My mother is doing fine now with some help from me, but she would be much better off if she had not been traditional and instead focused on her career and aimed to be independent.
Furthermore, I would never want to be with a traditional woman because I think it's quite lazy to want to be at home doing domestic duties. I'd prefer it if the woman contributes financially to the household.
08 December 2021
Many financial experts recommend "pay yourself first" where money is automatically invested, which reduces the temptation to spend.
It seems we humans have a tendency to rationalise reasons to spend e.g. many say that you should only spend on experiences rather than "stuff" and others say that you should spend on things you actually use which seems like a nicer way to say you should buy stuff rather than experiences. Or people will focus on saving $3 per day on the daily cup of coffee but then ignore large expenses such as buying a luxury car.

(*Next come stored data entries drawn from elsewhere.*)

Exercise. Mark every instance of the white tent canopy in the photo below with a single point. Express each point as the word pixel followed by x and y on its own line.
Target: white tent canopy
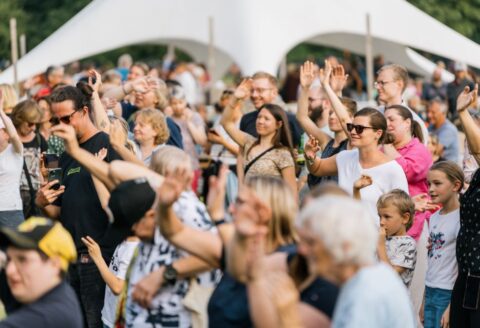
pixel 255 34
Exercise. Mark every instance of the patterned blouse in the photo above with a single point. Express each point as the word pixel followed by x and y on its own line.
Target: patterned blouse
pixel 270 164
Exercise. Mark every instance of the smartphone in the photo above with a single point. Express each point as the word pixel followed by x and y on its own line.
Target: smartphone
pixel 55 174
pixel 52 161
pixel 472 292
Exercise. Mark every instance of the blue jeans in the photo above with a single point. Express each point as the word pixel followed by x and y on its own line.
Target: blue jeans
pixel 11 219
pixel 89 286
pixel 436 302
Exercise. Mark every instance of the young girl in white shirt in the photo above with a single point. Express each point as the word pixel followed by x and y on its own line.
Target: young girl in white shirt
pixel 445 181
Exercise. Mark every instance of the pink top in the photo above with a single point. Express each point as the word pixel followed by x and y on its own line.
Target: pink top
pixel 415 161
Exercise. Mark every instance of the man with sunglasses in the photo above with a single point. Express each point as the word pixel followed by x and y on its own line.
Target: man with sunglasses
pixel 391 82
pixel 265 91
pixel 76 203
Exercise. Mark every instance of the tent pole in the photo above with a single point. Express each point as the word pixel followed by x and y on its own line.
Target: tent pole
pixel 23 45
pixel 211 53
pixel 14 46
pixel 369 59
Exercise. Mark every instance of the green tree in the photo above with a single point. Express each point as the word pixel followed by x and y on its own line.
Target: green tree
pixel 461 15
pixel 8 9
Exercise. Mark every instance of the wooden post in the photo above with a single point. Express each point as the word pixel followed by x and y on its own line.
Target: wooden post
pixel 23 45
pixel 14 45
pixel 211 55
pixel 369 59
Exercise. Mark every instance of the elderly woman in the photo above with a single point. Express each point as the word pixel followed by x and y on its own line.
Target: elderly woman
pixel 344 251
pixel 149 93
pixel 342 248
pixel 25 116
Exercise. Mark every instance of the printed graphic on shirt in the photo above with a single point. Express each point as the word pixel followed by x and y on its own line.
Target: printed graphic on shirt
pixel 436 243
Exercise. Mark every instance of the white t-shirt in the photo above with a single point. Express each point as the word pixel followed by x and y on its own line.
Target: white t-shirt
pixel 374 297
pixel 11 166
pixel 402 252
pixel 442 264
pixel 385 177
pixel 118 265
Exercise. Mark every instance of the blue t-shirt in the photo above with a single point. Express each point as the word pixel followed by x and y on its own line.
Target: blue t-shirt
pixel 375 297
pixel 448 136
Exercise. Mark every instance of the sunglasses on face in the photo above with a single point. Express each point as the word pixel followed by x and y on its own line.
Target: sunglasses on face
pixel 358 128
pixel 64 119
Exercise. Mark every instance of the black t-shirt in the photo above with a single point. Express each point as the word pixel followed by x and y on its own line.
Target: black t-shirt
pixel 81 212
pixel 468 239
pixel 248 125
pixel 58 308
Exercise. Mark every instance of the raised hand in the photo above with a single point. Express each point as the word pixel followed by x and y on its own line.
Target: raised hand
pixel 93 248
pixel 467 99
pixel 307 75
pixel 140 85
pixel 216 194
pixel 67 133
pixel 422 203
pixel 98 80
pixel 251 215
pixel 102 153
pixel 46 195
pixel 244 88
pixel 338 79
pixel 382 235
pixel 362 182
pixel 311 148
pixel 171 188
pixel 325 73
pixel 117 135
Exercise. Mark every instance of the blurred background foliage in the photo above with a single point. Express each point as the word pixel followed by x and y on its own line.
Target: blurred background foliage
pixel 38 19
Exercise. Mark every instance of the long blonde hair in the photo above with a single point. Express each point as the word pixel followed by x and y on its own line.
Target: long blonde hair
pixel 279 196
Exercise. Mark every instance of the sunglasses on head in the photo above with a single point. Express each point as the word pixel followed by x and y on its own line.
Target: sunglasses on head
pixel 358 128
pixel 64 119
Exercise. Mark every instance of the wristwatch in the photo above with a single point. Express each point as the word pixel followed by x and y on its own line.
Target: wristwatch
pixel 170 274
pixel 310 160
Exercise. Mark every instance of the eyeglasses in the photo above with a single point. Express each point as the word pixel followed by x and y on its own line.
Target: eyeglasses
pixel 377 84
pixel 64 119
pixel 260 90
pixel 358 128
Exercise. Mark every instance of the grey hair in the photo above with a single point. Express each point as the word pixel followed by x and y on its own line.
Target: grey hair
pixel 167 159
pixel 177 92
pixel 442 104
pixel 344 226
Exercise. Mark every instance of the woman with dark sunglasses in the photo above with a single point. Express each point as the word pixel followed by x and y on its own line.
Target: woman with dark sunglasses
pixel 329 146
pixel 367 131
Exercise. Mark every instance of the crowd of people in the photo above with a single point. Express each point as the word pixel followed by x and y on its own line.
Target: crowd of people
pixel 129 201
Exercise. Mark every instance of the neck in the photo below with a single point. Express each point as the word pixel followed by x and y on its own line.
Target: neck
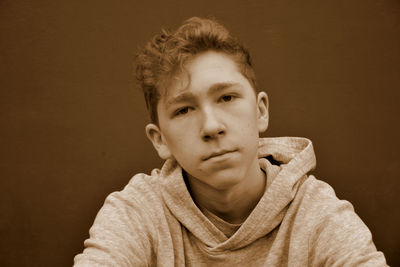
pixel 233 204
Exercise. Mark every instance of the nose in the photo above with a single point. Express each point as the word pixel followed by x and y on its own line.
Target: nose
pixel 212 127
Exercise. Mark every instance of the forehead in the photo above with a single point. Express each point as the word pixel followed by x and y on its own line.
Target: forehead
pixel 202 72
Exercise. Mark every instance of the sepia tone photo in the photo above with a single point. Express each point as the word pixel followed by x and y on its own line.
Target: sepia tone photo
pixel 262 133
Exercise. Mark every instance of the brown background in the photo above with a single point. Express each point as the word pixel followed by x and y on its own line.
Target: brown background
pixel 72 119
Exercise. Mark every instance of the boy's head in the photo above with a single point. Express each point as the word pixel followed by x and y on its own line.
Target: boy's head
pixel 165 56
pixel 200 89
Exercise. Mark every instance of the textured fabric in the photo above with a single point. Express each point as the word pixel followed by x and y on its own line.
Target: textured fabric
pixel 299 221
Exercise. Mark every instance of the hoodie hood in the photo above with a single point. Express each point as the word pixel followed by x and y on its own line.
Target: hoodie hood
pixel 295 158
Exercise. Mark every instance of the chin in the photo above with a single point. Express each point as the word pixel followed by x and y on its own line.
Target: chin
pixel 224 181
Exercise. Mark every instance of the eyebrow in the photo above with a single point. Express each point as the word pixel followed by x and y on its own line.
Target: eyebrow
pixel 189 96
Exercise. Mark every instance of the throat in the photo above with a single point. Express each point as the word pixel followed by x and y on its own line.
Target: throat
pixel 234 204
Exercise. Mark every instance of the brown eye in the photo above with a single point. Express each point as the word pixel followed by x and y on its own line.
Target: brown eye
pixel 227 98
pixel 181 111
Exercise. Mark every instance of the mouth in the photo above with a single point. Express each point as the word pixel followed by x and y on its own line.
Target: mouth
pixel 218 153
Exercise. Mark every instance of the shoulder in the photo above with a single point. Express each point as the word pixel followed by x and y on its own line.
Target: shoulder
pixel 337 235
pixel 142 194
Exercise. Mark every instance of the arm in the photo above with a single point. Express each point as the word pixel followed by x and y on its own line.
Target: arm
pixel 120 235
pixel 340 238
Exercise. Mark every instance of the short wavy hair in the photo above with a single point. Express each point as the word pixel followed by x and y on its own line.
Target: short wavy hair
pixel 166 54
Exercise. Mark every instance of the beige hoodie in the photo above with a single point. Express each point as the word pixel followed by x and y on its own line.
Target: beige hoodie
pixel 298 222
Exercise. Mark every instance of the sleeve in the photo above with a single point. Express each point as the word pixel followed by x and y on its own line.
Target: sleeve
pixel 120 236
pixel 340 238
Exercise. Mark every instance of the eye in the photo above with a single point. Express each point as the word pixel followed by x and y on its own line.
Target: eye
pixel 182 111
pixel 227 98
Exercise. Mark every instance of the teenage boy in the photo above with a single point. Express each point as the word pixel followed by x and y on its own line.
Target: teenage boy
pixel 224 196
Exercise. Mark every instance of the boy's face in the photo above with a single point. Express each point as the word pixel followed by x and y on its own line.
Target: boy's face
pixel 210 121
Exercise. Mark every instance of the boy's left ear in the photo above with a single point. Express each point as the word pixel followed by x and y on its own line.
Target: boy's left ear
pixel 262 111
pixel 154 134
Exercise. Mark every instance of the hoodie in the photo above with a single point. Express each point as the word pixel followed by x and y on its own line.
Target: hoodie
pixel 298 221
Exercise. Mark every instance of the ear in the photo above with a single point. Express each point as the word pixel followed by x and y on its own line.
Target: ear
pixel 262 112
pixel 154 134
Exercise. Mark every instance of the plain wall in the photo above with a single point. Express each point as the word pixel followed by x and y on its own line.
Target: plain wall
pixel 72 118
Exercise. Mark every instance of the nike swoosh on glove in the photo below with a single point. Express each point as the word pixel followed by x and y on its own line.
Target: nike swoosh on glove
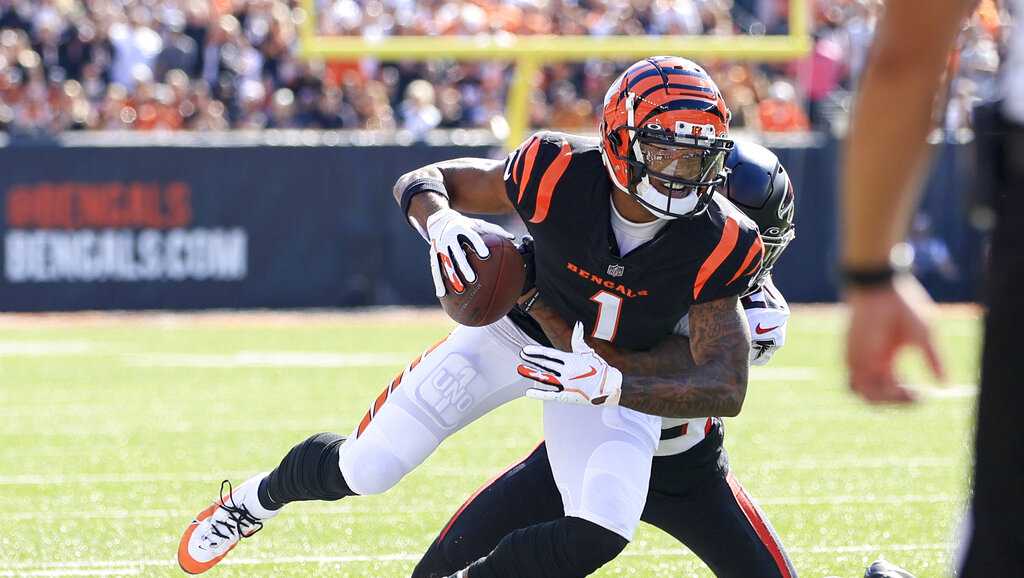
pixel 579 377
pixel 446 230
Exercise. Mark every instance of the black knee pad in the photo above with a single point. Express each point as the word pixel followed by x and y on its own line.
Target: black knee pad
pixel 562 548
pixel 309 471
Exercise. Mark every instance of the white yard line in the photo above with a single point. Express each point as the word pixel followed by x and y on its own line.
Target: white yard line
pixel 94 567
pixel 39 348
pixel 268 359
pixel 355 512
pixel 199 477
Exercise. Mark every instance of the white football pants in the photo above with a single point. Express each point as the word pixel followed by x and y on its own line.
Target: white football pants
pixel 600 456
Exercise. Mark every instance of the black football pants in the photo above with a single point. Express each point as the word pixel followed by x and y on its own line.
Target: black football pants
pixel 692 497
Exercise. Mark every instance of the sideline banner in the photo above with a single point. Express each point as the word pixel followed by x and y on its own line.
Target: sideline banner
pixel 199 228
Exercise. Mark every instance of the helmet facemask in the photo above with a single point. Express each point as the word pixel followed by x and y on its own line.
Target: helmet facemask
pixel 675 170
pixel 774 245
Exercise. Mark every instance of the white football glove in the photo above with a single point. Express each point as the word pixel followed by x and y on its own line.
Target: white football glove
pixel 444 231
pixel 577 377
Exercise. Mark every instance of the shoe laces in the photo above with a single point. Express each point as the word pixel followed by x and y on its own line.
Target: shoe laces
pixel 240 521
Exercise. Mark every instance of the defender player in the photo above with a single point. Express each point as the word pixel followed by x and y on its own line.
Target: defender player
pixel 692 495
pixel 657 164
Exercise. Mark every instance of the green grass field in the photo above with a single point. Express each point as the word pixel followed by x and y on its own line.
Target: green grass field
pixel 115 431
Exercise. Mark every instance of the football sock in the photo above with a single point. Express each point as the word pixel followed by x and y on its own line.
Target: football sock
pixel 309 471
pixel 562 548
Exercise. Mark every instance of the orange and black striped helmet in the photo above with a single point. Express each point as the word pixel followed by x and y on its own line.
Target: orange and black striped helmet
pixel 665 135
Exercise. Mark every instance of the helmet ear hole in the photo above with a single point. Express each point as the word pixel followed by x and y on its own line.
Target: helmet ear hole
pixel 615 140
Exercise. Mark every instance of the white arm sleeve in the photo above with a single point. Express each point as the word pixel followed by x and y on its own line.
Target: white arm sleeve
pixel 767 314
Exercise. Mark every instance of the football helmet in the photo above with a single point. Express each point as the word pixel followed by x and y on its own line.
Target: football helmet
pixel 760 187
pixel 665 135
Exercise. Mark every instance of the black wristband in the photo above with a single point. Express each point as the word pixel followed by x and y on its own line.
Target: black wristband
pixel 867 278
pixel 425 184
pixel 524 307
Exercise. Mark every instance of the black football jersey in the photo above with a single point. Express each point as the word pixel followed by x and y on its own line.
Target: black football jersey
pixel 561 190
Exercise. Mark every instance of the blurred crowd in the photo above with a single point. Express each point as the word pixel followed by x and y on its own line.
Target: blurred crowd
pixel 215 65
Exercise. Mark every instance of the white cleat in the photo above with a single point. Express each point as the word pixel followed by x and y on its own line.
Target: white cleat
pixel 217 529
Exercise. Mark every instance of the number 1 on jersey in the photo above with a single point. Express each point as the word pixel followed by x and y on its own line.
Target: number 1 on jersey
pixel 609 306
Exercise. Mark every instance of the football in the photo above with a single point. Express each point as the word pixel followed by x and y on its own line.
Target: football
pixel 499 283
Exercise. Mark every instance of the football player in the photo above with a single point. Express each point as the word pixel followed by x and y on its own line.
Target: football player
pixel 692 494
pixel 630 237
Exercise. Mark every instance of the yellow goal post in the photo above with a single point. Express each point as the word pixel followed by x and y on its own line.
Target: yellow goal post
pixel 529 52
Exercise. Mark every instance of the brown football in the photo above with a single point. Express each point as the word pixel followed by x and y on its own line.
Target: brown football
pixel 499 283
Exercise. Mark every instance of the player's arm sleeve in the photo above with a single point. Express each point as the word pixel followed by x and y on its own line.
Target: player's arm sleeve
pixel 767 315
pixel 733 263
pixel 532 170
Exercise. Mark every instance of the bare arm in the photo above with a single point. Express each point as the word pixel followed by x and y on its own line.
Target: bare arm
pixel 886 153
pixel 474 186
pixel 720 343
pixel 886 150
pixel 679 377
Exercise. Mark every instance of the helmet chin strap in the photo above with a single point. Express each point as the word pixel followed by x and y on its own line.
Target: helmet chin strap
pixel 652 197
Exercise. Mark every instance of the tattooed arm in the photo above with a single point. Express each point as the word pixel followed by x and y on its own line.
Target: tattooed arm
pixel 716 384
pixel 679 377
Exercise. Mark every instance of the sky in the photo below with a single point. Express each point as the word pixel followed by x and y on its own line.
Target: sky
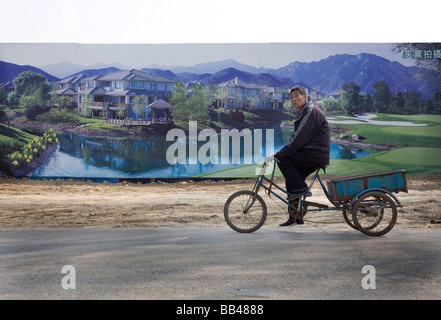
pixel 140 33
pixel 268 55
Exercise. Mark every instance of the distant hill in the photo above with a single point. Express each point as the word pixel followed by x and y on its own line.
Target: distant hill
pixel 9 71
pixel 263 79
pixel 96 72
pixel 327 75
pixel 213 67
pixel 159 72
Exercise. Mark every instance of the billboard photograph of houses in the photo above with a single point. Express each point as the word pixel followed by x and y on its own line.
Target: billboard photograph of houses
pixel 111 111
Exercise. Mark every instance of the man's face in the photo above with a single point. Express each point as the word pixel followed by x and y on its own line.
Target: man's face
pixel 297 100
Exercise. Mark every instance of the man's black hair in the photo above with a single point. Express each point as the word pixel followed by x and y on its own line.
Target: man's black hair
pixel 301 90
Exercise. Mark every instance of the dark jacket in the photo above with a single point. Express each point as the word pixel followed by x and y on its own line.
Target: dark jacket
pixel 311 136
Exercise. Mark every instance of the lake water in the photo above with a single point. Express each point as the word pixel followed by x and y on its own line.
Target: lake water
pixel 97 157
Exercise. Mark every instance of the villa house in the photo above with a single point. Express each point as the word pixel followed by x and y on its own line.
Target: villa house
pixel 236 94
pixel 275 97
pixel 112 95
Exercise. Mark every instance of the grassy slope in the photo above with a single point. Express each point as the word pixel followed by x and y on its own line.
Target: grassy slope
pixel 420 150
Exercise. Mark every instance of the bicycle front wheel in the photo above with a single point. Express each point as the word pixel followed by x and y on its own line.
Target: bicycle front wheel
pixel 245 211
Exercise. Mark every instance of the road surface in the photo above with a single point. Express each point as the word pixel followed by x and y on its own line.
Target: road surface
pixel 218 263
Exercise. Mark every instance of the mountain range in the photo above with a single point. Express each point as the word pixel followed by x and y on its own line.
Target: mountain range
pixel 326 75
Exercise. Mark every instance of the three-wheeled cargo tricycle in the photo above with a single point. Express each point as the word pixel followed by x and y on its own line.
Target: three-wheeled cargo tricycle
pixel 366 201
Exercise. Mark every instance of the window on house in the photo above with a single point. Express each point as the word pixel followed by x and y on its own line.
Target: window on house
pixel 137 84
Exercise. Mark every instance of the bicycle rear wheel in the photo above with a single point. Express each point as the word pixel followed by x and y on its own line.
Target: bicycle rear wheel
pixel 245 211
pixel 374 213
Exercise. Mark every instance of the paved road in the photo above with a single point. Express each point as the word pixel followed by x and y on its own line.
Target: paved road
pixel 218 263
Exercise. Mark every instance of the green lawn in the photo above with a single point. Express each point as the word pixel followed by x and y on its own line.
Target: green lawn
pixel 13 135
pixel 419 150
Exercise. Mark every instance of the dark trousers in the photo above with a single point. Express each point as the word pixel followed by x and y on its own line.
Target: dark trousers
pixel 295 169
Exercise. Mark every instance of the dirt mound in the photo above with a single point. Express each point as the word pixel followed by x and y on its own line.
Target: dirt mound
pixel 29 204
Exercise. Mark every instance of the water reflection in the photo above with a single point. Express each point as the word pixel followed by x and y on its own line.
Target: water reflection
pixel 85 156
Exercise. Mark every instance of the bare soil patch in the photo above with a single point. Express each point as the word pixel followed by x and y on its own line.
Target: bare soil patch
pixel 30 204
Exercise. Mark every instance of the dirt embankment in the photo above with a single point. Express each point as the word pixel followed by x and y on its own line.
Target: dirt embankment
pixel 32 204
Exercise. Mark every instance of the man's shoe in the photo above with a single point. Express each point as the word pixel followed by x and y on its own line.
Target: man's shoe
pixel 306 193
pixel 289 222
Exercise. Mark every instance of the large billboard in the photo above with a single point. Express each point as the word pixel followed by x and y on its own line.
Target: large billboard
pixel 212 110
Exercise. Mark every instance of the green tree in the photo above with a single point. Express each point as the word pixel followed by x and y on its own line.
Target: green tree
pixel 3 96
pixel 28 82
pixel 382 96
pixel 199 106
pixel 179 102
pixel 351 97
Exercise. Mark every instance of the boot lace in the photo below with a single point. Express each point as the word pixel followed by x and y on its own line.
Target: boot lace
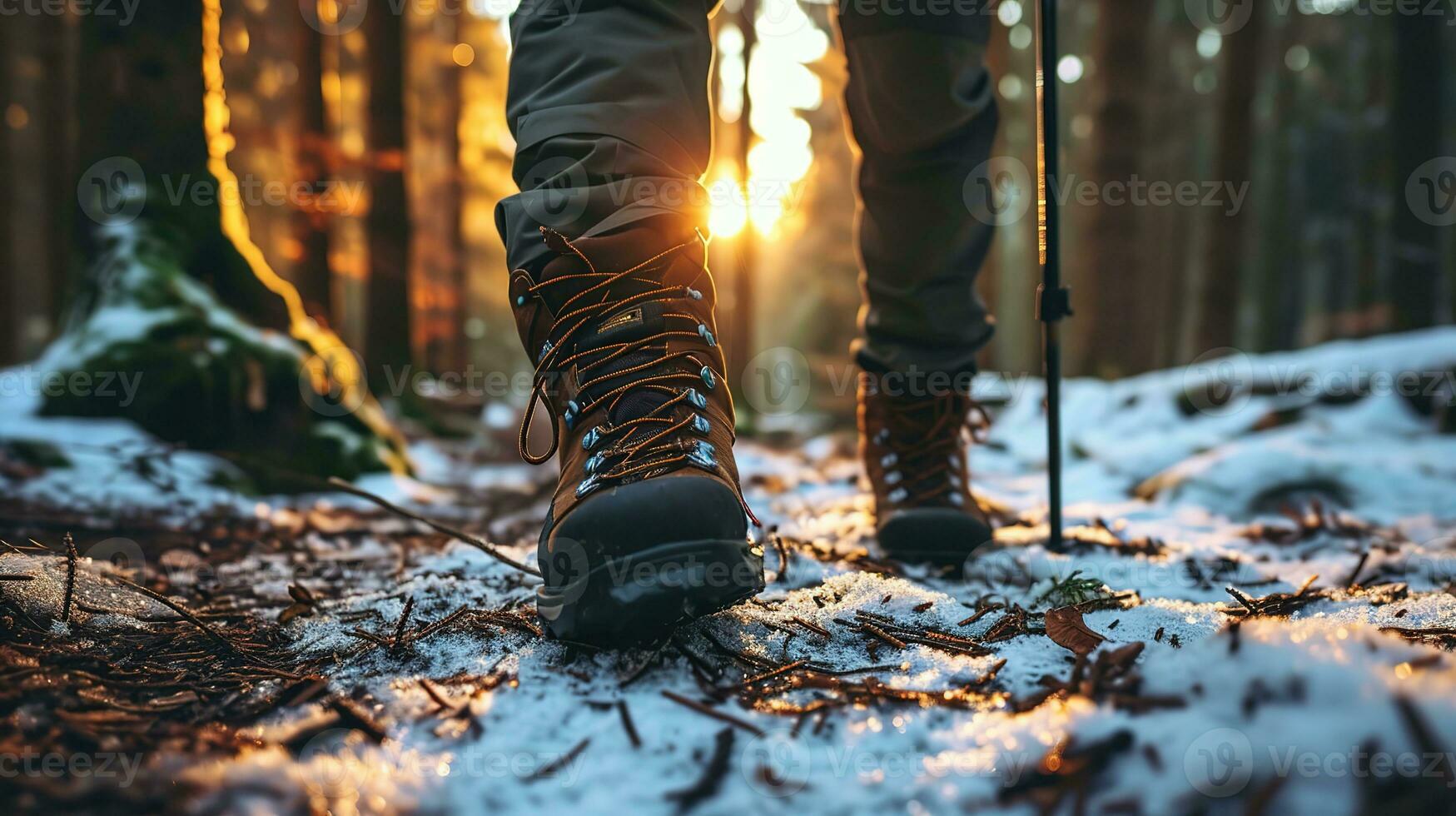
pixel 927 439
pixel 647 439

Basically it is very easy for the human mind to justify spending a lot, and so some degree of forced savings seems necessary, and also a quantitative focus on savings rather than qualitative one is more important as well to prevent self-rationalisation. If you have a quantitative goal like save 70% of your gross income and then implement it using forced savings then this is much more effective than some qualitative rule such as "spend on necessities rather then wants" or "spend on experiences rather than stuff" or "buy expensive stuff that lasts long rather than cheap stuff than doesn't last long" and so forth.
20 November 2021
One argument given against antinatalism is that suffering is just nature, which I agree with, but this is more of an argument for antinatalism rather than against it. Suffering indeed is part of nature. Most suffering I think occurs due to exploitation. Life evolved to exploit others. When there is a mutation in a living being that increases its ability to exploit another weaker living being for personal gain, it increases the probability of survival, which means that this gene is more likely to be passed down. As such, exploitation is written in our DNA. Looking at it this way, the solution to reduce exploitation and suffering is to prevent DNA replication.
Is suffering objectively good or bad?
Imagine if you have a child and he is raped and if the paedophile is an untouchable billionaire who then asks you to justify why the suffering of your child is bad. What would you say? This example illustrates how nature, Darwinism, and "might makes right" creates a world filled with suffering and exploitation. I would not want to bring a child into such a world.
I do believe we live in a "dog eat dog" world, a hierarchy with the billionaires at the top exploiting the millionaires in the middle exploiting everyone else at the bottom. This is the nature of reality and the reality of nature.
The double harm from procreation
When you have a child, you create yet another worker whom those at the top of the hierarchy can exploit, and because you have to pay so much money to look after your child, you yourself become less resilient to exploitation from those above you in the hierarchy, so there is a "double harm" from procreation. Your child starts from nothing and needs to work his way up the hierarchy and be exploited along the way while you drop many levels down the hierarchy because of the decrease in net worth associated with having a child.